72 Democrats sign letter opposing Manchin permitting bill
Party leaders promised Manchin a vote on his bill in return for his support of the Democrats’ climate, health care and tax law
Seventy-two House Democrats said Friday they oppose including legislation to change federal permitting laws in a funding bill to keep the government running at the end of September, teeing up a clash with party leadership.
In a letter to Speaker Nancy Pelosi, D-Calif., and House Majority Leader Steny H. Hoyer, D-Md., the lawmakers said a proposal to overhaul permitting laws, rewrite the Clean Water Act and approve a gas pipeline should not be folded into the so-called continuing resolution, or CR, to fund the government in the new fiscal year, which begins Oct. 1.
To secure the vote of Sen. Joe Manchin III, D-W.Va., on Democrats’ signature climate, health care and tax law, Senate Majority Leader Charles E. Schumer, D-N.Y., agreed to hold a vote on a separate bill from the West Virginian this month.
“We remain deeply concerned that these serious and detrimental permitting provisions will significantly and disproportionately impact low-income communities, indigenous communities, and communities of color,” the House Democrats wrote. “We urge you to ensure that these provisions are kept out of a continuing resolution or any other must-pass legislation this year.”
Though the House Democrats stopped short of pledging to vote against legislation to fund the government, the Manchin proposal has drawn blowback from liberal members in both chambers. Party leaders would almost certainly have to get votes from Republicans to secure passage if those Democrats could not be counted on.
Manchin’s office released a summary of the bill in August, before the Senate voted to pass Democrats’ sweeping legislation.
West Virginia pipeline
The Manchin proposal, which Schumer said Wednesday was included in funding legislation to keep the government open, requires the completion of a gas pipeline that would run about 300 miles between West Virginia and southern Virginia.
The permitting bill, for which the text has not been made public, would also modify the Clean Water Act, establish statutes of limitations on environmental lawsuits and set timelines on how long environmental reviews for large industrial projects can take.
In a speech Thursday, Sen.

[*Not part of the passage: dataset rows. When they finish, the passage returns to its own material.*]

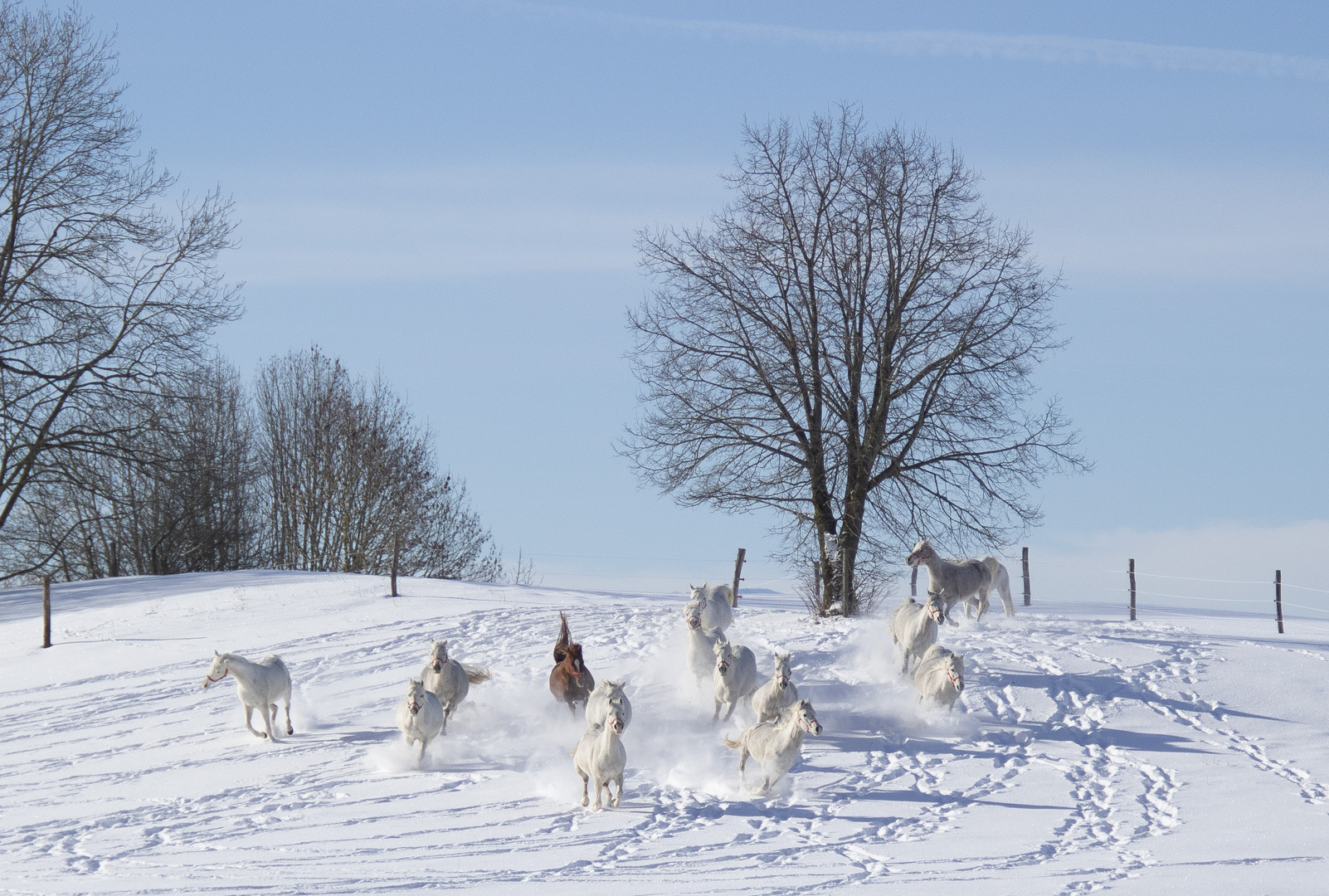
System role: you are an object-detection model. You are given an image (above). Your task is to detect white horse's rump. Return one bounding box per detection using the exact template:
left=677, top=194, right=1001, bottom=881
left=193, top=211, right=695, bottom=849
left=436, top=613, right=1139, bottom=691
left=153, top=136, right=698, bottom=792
left=711, top=640, right=757, bottom=722
left=572, top=704, right=627, bottom=811
left=914, top=644, right=965, bottom=711
left=752, top=653, right=799, bottom=722
left=397, top=678, right=442, bottom=762
left=890, top=594, right=947, bottom=675
left=683, top=582, right=733, bottom=634
left=420, top=640, right=489, bottom=734
left=965, top=557, right=1015, bottom=620
left=203, top=650, right=295, bottom=741
left=724, top=700, right=821, bottom=794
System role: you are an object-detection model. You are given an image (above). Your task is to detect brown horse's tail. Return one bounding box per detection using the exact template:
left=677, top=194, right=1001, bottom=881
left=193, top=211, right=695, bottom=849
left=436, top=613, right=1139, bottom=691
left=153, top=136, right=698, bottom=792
left=554, top=610, right=572, bottom=662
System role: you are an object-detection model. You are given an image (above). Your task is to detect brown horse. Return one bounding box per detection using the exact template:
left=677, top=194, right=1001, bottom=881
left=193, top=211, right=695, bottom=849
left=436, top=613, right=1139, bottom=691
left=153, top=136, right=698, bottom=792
left=549, top=611, right=596, bottom=719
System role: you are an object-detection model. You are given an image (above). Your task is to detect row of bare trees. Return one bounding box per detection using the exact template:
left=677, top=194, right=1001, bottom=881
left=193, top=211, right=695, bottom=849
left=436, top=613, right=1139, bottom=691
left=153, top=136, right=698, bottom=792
left=0, top=348, right=513, bottom=581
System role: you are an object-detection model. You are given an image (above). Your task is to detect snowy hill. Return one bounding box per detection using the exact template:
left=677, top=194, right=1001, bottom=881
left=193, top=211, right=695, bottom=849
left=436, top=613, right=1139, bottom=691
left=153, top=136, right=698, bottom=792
left=0, top=572, right=1329, bottom=896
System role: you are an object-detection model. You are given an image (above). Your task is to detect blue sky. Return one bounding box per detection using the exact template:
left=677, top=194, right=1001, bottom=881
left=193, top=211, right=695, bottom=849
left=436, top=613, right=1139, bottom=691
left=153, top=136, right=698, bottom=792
left=84, top=2, right=1329, bottom=587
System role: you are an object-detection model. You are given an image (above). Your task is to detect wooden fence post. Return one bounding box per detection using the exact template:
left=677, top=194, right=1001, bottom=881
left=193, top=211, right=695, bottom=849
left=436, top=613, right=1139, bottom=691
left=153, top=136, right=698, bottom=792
left=392, top=532, right=402, bottom=597
left=41, top=576, right=51, bottom=647
left=1020, top=539, right=1029, bottom=606
left=1131, top=557, right=1135, bottom=622
left=729, top=548, right=747, bottom=606
left=1273, top=569, right=1283, bottom=634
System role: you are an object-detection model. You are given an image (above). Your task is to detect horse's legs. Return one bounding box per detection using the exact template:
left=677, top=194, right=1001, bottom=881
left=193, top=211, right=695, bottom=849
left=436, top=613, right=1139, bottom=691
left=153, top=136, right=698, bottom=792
left=245, top=704, right=267, bottom=738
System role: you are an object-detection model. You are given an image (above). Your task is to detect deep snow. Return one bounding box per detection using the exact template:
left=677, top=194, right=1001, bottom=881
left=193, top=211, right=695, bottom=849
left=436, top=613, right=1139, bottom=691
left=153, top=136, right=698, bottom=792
left=0, top=572, right=1329, bottom=896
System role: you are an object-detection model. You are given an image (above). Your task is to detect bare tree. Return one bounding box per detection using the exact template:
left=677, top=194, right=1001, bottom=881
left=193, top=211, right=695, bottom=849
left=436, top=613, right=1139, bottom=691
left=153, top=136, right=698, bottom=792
left=623, top=108, right=1083, bottom=614
left=0, top=360, right=259, bottom=580
left=0, top=2, right=238, bottom=550
left=256, top=348, right=504, bottom=581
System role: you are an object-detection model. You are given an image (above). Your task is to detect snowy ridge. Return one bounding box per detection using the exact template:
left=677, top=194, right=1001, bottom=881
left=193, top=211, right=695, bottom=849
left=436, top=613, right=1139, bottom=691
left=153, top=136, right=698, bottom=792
left=0, top=573, right=1329, bottom=894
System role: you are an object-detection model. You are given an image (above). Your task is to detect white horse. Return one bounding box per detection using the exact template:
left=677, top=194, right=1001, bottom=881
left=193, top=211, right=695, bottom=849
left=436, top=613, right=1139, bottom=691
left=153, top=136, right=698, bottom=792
left=420, top=640, right=489, bottom=734
left=203, top=650, right=295, bottom=742
left=890, top=594, right=947, bottom=675
left=752, top=653, right=799, bottom=722
left=397, top=678, right=442, bottom=762
left=586, top=682, right=633, bottom=734
left=914, top=644, right=965, bottom=711
left=687, top=625, right=728, bottom=687
left=905, top=538, right=993, bottom=625
left=724, top=700, right=821, bottom=794
left=683, top=582, right=733, bottom=633
left=572, top=706, right=627, bottom=812
left=711, top=640, right=757, bottom=722
left=965, top=557, right=1015, bottom=621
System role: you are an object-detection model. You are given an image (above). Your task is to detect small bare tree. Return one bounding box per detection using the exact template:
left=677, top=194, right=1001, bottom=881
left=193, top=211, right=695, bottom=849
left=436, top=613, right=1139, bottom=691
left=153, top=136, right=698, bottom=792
left=625, top=108, right=1083, bottom=614
left=0, top=2, right=238, bottom=544
left=256, top=348, right=504, bottom=581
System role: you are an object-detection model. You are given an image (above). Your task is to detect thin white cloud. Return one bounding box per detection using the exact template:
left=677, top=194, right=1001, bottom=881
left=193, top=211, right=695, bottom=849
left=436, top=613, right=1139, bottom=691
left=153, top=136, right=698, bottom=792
left=505, top=4, right=1329, bottom=81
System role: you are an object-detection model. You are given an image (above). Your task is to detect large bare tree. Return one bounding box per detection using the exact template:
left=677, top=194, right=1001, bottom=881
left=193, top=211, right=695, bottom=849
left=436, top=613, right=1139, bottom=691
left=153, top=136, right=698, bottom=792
left=625, top=108, right=1083, bottom=614
left=0, top=2, right=238, bottom=544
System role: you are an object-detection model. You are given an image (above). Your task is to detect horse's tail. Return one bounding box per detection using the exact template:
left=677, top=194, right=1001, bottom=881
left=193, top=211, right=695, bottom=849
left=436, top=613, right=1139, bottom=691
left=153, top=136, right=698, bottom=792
left=461, top=662, right=490, bottom=684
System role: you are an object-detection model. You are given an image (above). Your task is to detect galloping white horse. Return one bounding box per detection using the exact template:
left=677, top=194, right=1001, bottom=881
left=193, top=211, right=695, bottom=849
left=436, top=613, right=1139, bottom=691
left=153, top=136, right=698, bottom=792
left=203, top=650, right=295, bottom=742
left=724, top=700, right=821, bottom=794
left=420, top=640, right=489, bottom=734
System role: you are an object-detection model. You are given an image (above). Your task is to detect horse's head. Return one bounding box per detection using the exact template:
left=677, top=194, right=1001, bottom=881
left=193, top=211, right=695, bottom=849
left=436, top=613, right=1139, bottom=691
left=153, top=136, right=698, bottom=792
left=203, top=650, right=231, bottom=687
left=713, top=640, right=733, bottom=675
left=429, top=640, right=448, bottom=674
left=947, top=653, right=965, bottom=694
left=793, top=700, right=821, bottom=734
left=905, top=538, right=937, bottom=567
left=925, top=592, right=947, bottom=625
left=406, top=678, right=424, bottom=715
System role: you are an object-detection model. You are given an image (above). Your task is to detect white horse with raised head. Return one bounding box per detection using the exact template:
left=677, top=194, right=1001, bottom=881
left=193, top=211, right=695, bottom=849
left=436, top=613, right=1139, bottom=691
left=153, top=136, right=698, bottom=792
left=572, top=706, right=627, bottom=811
left=683, top=582, right=733, bottom=633
left=890, top=594, right=947, bottom=675
left=724, top=700, right=821, bottom=794
left=586, top=682, right=633, bottom=734
left=397, top=678, right=442, bottom=762
left=905, top=538, right=993, bottom=625
left=420, top=640, right=489, bottom=734
left=752, top=653, right=799, bottom=722
left=203, top=650, right=295, bottom=742
left=914, top=644, right=965, bottom=711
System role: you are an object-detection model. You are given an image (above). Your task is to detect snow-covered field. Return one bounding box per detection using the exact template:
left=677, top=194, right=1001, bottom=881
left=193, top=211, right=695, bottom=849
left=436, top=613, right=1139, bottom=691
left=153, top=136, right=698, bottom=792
left=0, top=573, right=1329, bottom=896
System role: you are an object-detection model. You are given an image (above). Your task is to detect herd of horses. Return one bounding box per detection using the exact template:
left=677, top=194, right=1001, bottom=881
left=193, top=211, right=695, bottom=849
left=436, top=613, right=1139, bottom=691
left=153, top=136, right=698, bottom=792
left=203, top=538, right=1015, bottom=810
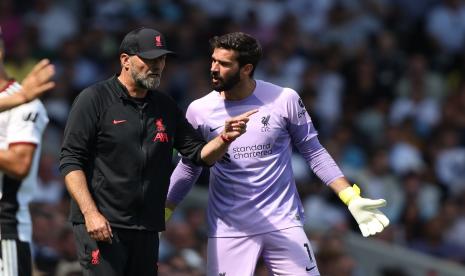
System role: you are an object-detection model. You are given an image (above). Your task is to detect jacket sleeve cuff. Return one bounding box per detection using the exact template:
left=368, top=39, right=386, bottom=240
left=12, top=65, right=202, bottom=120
left=60, top=164, right=83, bottom=177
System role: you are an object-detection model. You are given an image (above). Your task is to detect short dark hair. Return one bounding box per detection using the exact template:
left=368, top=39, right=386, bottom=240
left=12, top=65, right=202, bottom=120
left=210, top=32, right=262, bottom=76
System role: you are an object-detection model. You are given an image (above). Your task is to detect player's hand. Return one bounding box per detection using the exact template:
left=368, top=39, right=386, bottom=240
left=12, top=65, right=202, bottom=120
left=84, top=211, right=113, bottom=243
left=339, top=185, right=389, bottom=237
left=165, top=200, right=176, bottom=222
left=221, top=109, right=258, bottom=142
left=19, top=59, right=55, bottom=102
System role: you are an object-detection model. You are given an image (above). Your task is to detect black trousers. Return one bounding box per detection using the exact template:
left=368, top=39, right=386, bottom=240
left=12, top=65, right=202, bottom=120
left=0, top=239, right=32, bottom=276
left=73, top=224, right=159, bottom=276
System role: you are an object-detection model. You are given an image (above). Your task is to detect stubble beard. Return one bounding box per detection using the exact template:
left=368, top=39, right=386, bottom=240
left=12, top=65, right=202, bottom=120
left=131, top=68, right=160, bottom=90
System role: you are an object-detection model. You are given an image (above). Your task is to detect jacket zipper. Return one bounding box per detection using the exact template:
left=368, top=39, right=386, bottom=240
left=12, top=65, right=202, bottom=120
left=139, top=105, right=147, bottom=208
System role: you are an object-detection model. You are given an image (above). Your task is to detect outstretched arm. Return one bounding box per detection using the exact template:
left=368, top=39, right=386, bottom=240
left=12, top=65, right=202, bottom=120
left=200, top=109, right=258, bottom=165
left=0, top=59, right=55, bottom=112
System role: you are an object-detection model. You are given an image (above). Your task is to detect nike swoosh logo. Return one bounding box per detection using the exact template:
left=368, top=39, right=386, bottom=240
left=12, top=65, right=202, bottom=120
left=113, top=120, right=126, bottom=125
left=210, top=126, right=222, bottom=132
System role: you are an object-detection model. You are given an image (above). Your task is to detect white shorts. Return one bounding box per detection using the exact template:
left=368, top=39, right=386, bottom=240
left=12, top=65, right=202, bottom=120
left=207, top=227, right=320, bottom=276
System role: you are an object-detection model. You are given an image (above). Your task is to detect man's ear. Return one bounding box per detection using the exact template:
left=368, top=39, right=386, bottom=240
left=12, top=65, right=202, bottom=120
left=119, top=53, right=130, bottom=69
left=241, top=63, right=253, bottom=77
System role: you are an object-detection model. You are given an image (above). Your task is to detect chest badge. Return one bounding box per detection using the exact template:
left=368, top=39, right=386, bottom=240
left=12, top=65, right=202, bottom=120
left=261, top=115, right=271, bottom=132
left=153, top=118, right=169, bottom=143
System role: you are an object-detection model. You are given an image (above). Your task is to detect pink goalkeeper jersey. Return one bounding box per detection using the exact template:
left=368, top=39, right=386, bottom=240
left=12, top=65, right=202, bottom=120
left=168, top=80, right=343, bottom=237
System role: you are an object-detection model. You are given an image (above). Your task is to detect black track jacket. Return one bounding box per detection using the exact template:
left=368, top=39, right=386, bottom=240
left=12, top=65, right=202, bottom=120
left=60, top=76, right=206, bottom=231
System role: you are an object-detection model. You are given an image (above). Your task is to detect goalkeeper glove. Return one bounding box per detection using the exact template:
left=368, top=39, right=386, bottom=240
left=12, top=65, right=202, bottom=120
left=338, top=184, right=389, bottom=237
left=165, top=207, right=173, bottom=222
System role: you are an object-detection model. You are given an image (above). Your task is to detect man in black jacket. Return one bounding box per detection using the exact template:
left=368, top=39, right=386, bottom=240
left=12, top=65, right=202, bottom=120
left=60, top=28, right=256, bottom=275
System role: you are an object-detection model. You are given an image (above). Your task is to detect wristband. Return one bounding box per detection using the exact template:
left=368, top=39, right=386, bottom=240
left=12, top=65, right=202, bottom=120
left=220, top=133, right=234, bottom=144
left=338, top=184, right=360, bottom=205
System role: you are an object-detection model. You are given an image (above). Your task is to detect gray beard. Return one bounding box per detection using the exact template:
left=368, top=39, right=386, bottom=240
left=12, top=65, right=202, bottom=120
left=131, top=69, right=160, bottom=90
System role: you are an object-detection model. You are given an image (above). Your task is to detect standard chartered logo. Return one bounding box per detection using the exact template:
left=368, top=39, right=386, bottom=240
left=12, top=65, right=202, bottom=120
left=233, top=144, right=273, bottom=159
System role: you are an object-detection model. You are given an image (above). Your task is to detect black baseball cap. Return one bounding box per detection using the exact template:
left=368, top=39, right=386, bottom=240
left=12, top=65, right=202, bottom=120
left=119, top=27, right=174, bottom=59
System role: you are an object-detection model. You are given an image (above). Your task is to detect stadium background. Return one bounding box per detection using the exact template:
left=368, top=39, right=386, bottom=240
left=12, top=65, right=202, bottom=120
left=0, top=0, right=465, bottom=276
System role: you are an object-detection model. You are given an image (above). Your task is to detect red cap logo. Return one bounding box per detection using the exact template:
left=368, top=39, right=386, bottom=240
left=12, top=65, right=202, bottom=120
left=155, top=35, right=163, bottom=47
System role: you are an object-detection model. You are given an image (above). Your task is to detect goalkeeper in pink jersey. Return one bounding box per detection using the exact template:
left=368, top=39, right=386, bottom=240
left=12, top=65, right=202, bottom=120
left=165, top=32, right=389, bottom=276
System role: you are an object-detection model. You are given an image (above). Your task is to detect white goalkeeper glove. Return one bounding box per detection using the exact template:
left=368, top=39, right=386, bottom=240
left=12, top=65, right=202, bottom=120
left=338, top=184, right=389, bottom=237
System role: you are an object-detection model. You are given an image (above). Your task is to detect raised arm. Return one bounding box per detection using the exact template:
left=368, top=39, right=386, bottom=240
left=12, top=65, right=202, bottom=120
left=0, top=59, right=55, bottom=112
left=165, top=158, right=202, bottom=220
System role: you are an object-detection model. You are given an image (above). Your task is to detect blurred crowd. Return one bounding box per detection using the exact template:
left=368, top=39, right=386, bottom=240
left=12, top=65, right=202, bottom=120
left=0, top=0, right=465, bottom=276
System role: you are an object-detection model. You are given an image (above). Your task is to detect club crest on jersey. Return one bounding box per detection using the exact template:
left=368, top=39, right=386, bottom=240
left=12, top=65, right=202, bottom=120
left=297, top=98, right=307, bottom=118
left=153, top=118, right=169, bottom=143
left=261, top=115, right=271, bottom=132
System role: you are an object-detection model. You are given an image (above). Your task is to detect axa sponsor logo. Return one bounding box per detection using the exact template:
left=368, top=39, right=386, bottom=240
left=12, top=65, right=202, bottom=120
left=113, top=120, right=126, bottom=125
left=153, top=118, right=169, bottom=143
left=232, top=144, right=273, bottom=159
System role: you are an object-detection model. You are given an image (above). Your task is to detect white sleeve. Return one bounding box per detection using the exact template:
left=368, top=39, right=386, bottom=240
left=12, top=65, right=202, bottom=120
left=6, top=100, right=49, bottom=144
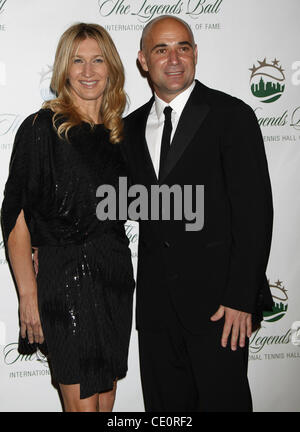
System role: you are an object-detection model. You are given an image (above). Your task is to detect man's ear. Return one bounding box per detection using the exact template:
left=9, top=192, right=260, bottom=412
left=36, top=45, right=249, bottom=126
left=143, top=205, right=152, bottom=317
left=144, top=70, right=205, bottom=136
left=138, top=51, right=148, bottom=72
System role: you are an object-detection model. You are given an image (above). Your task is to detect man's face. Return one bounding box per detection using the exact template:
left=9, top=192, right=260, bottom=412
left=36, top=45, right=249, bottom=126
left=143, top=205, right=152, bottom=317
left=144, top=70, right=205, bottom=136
left=138, top=18, right=197, bottom=102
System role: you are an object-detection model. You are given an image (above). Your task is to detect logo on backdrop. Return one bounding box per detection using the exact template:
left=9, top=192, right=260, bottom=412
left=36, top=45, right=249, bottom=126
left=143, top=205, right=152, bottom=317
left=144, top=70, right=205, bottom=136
left=263, top=280, right=288, bottom=322
left=249, top=58, right=285, bottom=103
left=0, top=0, right=7, bottom=15
left=40, top=65, right=55, bottom=101
left=98, top=0, right=223, bottom=23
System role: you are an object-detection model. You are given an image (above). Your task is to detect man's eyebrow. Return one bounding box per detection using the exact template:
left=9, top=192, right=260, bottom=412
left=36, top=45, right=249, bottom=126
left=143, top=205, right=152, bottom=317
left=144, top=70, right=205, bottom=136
left=151, top=41, right=193, bottom=52
left=71, top=54, right=103, bottom=58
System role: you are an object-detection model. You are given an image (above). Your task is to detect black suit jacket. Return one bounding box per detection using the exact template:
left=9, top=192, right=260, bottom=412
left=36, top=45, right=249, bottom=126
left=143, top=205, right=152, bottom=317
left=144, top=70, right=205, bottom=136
left=123, top=81, right=273, bottom=333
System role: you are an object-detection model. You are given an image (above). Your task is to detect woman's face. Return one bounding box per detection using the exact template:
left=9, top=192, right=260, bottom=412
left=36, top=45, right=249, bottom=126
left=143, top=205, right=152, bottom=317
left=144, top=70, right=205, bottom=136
left=68, top=38, right=108, bottom=105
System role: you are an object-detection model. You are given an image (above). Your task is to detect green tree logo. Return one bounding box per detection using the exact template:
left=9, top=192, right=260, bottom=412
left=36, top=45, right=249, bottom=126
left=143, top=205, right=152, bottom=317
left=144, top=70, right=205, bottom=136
left=263, top=280, right=288, bottom=322
left=249, top=58, right=285, bottom=103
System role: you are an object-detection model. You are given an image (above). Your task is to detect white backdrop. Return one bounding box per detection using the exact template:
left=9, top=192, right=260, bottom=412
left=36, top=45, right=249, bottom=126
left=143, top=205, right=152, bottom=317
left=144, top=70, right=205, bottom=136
left=0, top=0, right=300, bottom=411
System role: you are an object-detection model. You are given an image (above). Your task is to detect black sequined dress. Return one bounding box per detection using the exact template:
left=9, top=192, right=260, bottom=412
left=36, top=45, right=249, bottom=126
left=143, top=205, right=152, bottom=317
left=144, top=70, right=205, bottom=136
left=1, top=110, right=134, bottom=398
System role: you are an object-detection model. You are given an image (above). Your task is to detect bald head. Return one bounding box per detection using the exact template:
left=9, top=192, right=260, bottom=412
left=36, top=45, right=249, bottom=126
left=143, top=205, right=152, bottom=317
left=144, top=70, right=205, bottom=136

Bernie Sanders, I-Vt., criticized the proposal, saying it would greenlight fossil fuel projects at a time when climate scientists are recording perilous temperatures and rising greenhouse gas levels worldwide.
Manchin has said an overhaul of federal permitting laws is vital to construct new generations of low- and zero-emissions power sources, such as wind and solar, adding that the country relies on fossil fuel sources today.
Schumer said Wednesday he will “absolutely” try to attach the permitting proposal to the continuing resolution.
The text of Friday’s letter, which House Natural Resources Chairman Raúl M. Grijalva, D-Ariz., organized, is the same as that in a letter the Arizonan sent with colleagues late last month.
While most of the signatures came from the party’s liberal bloc, Lindsay Gressard, a spokesperson for Democrats on the Natural Resources Committee, said 19 of the members who signed were not from the Congressional Progressive Caucus.